Die Corona-Pandemie ist eine nie dagewesene Situation. Daher kann keiner – weder BKM noch wir Mitglieder der Koalitionsfraktionen – derzeit genau wissen, wie groß der Unterstützungsbedarf in welchen kulturellen Sparten genau sein wird. Daher haben wir eine gegenseitige Deckungsfähigkeit der einzelnen Förderprogramme vereinbart: Wenn z. B. die Theater nicht alle vorgesehenen Mittel abrufen sollten, können diese etwa den Kinos zugutekommen.

 

Der Deutsche Kulturrat hat mit seiner frühzeitigen Forderung nach einem Kulturinfrastrukturfonds wichtige Impulse für die Entwicklung dieses Hilfsprogramms ohne Beispiel gegeben. Dafür und für seinen realistischen Blick, was der Staat in dieser Krise leisten kann und was nicht, möchte ich ihm herzlich danken.

 

Kunst und Kultur sind keine gesellschaftliche Insel.
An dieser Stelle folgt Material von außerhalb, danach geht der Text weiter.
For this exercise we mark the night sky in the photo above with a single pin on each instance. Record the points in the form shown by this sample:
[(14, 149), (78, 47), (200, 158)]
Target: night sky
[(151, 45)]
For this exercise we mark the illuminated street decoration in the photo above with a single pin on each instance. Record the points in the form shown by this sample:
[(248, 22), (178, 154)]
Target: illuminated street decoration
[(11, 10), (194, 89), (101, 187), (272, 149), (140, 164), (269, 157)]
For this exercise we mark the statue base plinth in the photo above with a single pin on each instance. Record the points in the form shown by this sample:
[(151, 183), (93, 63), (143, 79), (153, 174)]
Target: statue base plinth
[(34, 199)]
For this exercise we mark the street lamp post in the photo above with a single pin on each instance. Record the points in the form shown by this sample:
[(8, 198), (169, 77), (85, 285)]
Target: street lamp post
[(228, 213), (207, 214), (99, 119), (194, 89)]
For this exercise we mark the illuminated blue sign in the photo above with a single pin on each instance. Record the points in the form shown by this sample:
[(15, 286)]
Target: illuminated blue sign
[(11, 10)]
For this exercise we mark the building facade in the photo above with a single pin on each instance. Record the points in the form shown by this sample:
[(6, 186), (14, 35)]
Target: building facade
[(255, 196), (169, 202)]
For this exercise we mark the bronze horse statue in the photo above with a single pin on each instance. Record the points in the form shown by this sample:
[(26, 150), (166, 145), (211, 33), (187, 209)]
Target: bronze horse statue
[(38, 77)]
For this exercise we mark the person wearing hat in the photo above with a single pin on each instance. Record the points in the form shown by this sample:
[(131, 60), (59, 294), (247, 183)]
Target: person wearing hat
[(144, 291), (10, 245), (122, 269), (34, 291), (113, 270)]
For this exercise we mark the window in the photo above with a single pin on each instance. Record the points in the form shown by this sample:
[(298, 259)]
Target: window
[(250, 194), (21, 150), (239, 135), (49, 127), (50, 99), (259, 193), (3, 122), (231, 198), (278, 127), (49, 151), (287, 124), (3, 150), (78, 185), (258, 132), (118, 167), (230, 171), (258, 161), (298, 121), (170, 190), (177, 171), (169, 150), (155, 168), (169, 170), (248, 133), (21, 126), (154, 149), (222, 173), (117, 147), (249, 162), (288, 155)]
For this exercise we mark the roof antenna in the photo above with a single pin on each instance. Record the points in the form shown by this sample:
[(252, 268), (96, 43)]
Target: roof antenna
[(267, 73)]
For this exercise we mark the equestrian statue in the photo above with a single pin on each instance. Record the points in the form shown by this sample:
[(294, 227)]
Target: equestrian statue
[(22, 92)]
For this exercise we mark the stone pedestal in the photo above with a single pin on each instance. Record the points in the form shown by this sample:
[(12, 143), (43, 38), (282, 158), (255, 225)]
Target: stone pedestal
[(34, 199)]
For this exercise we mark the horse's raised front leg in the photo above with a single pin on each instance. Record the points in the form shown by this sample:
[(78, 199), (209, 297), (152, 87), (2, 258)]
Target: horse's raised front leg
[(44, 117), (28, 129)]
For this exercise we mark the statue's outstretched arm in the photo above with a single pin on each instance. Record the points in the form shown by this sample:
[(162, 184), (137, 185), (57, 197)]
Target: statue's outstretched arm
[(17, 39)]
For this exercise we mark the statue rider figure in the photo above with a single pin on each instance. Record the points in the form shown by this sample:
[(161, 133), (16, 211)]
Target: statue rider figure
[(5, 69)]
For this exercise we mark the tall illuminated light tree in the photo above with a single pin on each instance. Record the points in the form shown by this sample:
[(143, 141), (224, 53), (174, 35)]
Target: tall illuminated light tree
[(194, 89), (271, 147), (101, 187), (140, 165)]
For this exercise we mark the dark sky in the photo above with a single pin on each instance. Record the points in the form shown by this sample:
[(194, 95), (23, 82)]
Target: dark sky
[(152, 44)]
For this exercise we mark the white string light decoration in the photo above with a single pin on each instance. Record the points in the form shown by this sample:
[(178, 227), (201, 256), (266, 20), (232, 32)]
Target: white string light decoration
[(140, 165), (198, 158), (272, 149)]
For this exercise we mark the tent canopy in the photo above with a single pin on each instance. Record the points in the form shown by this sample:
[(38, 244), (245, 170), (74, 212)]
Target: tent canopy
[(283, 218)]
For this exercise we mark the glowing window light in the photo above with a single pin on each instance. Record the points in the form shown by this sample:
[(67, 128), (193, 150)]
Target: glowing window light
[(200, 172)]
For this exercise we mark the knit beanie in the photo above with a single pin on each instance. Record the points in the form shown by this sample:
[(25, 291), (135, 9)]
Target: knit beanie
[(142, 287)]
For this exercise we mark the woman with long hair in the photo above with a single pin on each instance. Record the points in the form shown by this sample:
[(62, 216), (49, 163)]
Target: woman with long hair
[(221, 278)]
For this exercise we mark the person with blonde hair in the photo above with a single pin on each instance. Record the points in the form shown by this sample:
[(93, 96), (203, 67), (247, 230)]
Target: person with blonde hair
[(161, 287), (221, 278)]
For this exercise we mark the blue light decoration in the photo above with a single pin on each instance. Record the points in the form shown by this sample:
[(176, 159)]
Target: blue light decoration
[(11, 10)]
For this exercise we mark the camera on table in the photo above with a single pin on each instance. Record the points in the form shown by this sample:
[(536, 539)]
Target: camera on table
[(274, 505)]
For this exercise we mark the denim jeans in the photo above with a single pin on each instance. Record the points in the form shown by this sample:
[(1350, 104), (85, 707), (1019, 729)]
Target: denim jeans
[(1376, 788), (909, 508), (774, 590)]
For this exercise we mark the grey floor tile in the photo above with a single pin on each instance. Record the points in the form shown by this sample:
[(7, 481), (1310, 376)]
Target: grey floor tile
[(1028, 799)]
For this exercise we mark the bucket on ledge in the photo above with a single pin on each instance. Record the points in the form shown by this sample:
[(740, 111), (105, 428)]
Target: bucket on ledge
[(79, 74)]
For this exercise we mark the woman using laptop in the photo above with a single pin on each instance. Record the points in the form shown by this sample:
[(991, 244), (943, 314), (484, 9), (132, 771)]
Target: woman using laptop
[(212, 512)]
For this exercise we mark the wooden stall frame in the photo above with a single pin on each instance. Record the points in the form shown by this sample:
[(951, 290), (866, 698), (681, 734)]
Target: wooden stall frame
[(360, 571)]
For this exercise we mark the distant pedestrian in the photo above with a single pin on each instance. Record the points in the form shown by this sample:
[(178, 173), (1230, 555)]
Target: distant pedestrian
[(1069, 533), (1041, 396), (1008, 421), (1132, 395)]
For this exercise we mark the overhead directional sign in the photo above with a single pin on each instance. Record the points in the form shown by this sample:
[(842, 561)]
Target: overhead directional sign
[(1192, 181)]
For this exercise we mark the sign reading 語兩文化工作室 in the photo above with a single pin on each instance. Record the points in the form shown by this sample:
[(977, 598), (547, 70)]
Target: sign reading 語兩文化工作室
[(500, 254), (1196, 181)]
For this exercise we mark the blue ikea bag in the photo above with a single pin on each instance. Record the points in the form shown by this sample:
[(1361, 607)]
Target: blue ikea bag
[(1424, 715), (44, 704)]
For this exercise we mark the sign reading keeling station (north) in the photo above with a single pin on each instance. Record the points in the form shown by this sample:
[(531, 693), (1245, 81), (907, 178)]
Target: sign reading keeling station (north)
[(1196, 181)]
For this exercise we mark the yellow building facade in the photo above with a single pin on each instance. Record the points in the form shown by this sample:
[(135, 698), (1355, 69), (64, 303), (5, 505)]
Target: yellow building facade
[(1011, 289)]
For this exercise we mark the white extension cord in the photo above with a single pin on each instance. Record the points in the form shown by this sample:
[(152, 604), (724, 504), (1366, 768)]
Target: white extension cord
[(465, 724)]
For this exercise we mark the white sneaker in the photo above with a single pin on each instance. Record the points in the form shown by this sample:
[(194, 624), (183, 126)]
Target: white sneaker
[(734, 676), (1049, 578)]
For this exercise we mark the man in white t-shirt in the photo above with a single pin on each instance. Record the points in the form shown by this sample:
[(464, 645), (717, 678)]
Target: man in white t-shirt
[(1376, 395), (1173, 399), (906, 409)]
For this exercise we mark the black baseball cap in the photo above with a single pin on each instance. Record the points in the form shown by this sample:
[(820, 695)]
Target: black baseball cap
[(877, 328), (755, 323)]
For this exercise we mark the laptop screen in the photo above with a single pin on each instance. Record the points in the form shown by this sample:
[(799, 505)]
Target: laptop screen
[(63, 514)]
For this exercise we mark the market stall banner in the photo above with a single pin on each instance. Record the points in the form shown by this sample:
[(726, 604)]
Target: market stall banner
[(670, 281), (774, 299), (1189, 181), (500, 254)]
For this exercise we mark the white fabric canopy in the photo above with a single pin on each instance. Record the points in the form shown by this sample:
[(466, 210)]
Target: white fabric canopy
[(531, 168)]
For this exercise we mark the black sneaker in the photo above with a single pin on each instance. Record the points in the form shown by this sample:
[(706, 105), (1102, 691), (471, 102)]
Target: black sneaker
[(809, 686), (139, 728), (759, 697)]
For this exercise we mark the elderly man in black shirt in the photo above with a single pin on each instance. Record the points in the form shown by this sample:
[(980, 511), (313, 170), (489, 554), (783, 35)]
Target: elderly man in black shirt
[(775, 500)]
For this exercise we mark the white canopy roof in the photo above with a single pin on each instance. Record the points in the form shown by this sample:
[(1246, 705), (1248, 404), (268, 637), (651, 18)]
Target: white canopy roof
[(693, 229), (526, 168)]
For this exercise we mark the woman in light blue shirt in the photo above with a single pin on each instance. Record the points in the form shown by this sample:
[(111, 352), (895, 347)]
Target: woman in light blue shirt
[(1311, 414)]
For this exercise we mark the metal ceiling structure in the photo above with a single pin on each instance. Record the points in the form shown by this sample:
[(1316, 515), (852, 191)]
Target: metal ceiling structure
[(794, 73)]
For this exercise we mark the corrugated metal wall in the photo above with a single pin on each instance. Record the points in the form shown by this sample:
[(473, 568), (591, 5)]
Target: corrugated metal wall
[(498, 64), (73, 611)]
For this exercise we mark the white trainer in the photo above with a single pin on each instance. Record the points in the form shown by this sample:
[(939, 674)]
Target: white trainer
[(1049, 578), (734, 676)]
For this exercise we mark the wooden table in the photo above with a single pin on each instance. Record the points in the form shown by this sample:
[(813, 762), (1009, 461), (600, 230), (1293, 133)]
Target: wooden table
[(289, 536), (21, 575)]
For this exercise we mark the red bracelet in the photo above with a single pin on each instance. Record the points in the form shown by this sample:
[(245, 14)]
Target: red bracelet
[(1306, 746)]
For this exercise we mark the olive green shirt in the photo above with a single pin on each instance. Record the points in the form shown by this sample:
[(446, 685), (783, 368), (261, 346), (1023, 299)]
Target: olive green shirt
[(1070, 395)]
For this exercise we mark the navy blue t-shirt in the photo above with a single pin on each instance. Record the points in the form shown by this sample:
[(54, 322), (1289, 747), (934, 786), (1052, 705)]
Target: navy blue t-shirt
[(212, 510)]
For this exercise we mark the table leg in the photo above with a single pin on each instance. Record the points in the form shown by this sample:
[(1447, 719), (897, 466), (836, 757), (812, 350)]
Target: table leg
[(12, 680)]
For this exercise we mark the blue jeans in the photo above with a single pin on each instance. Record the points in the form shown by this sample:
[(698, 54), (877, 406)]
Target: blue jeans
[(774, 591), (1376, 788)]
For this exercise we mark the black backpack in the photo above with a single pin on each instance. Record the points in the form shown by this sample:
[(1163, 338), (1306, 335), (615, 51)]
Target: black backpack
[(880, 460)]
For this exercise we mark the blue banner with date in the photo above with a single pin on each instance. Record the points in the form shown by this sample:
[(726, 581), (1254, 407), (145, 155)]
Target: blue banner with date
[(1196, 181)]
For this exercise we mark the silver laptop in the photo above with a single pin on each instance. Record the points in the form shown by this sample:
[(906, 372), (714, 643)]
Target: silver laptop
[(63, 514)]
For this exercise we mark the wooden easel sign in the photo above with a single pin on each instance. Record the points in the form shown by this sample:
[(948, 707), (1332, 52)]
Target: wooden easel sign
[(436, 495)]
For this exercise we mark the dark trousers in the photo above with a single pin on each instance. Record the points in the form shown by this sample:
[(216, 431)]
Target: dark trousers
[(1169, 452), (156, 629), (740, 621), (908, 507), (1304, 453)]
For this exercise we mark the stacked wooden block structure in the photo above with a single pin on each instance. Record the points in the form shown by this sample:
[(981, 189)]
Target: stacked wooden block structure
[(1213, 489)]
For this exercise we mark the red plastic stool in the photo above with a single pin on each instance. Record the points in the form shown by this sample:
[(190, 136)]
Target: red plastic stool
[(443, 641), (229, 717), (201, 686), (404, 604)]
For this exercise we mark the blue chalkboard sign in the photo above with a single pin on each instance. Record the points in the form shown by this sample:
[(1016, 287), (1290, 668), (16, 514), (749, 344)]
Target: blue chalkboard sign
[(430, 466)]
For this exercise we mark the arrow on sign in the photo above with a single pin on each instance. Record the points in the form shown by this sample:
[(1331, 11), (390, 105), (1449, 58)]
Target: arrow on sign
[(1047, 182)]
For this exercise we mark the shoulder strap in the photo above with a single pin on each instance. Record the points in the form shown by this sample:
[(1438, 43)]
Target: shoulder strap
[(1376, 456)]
Daher ist es mir wichtig zu betonen, dass die Kultur- und Kreativwirtschaft und die Kreativen nicht nur von der BKM-Milliarde profitieren, sondern auch von einer Reihe weiterer Maßnahmen der Regierungskoalition. Ich nenne nur die befristete Mehrwertsteuersenkung, die Überbrückungshilfen des Wirtschaftsministeriums für kleine und mittelständische Unternehmen oder die finanzielle Entlastung der Kommunen – die wichtigsten Kulturträger in unserem Land! – durch den Bund.

 

Gleichwohl sind wir nicht mit allem zufrieden. Das ungelöste Problem des „fiktiven Unternehmerlohns“ – ein Begriff, den ich nicht glücklich finde – ist auch für mich eine offene Wunde. Wir können die Lebenshaltungskosten von freischaffenden Musikern oder Schauspielern leider nicht anders als über die Grundsicherung abdecken, weil sonst Soloselbständige aus allen anderen Berufsfeldern ebenfalls einen Unternehmerlohn beantragen könnten.

 

In unserem föderalen Deutschland sind zuerst die Länder und Kommunen für die Förderung von Kunst und Kultur zuständig. Das hat unsere kulturelle Vielfalt über Jahrzehnte stets bereichert. Wir können sie auch heute nicht aus ihrer Verantwortung für die Rettung des Kulturbetriebs entlassen. Immerhin vier von 16 Bundesländern zahlen Kulturschaffenden auch einen Unternehmerlohn.

 

Sehr beeindruckt hat mich die vielfach gelebte Solidarität im Kulturbereich und die überbordende Kreativität im Umgang mit der Krise. Wenn es uns gelingt, diese zu erhalten, ist mir nicht bange für die Zukunft unserer so reichhaltigen Kulturlandschaft.

 

Elisabeth Motschmann MdB ist kultur- politische Sprecherin der Fraktion CDU/CSU im Deutschen Bundestag

 

SPD

 

Während ich diese Zeilen schreibe, befindet sich die sogenannte Kultur-Milliarde in der parlamentarischen Beratung. Entsprechend dem Struck’schen Gesetz, nach dem keine Vorlage in derselben Form das Parlament verlässt, wie es Eingang gefunden hat, ist die SPD-Bundestagsfraktion aktuell dabei, das seitens der BKM vorgestellte Kulturhilfeprogramm genau zu bewerten und um eigene sozialdemokratische Positionen zu ergänzen.

 

Der Kulturbereich ist seit Beginn der sogenannten Corona-Krise unmittelbar und stark betroffen und wird dies auf derzeit noch unabsehbare Zeit hin auch bleiben. Daher muss es, auch perspektivisch, eine möglichst umfassende Unterstützung für Kunst, Kultur und Medien geben. Unterstützung durch Zuschüsse einerseits und durch Hilfen für den Neustart des Kulturbetriebes andererseits.

 

Daher ist es auf jeden Fall gut und wichtig, dass jetzt mit der Kultur-Milliarde ein umfassendes Programm zur Stärkung der Kulturinfrastruktur kommt. Wir als SPD-Fraktion haben uns dafür stark gemacht. Wir haben im Mai ein Positionspapier verabschiedet, in dem wir nachhaltige Lösungen rund um die soziale Absicherung von Kultur- und Medienschaffenden, für Soforthilfen und Mittel zum Fortbestehen von Kultureinrichtungen vorgeschlagen haben.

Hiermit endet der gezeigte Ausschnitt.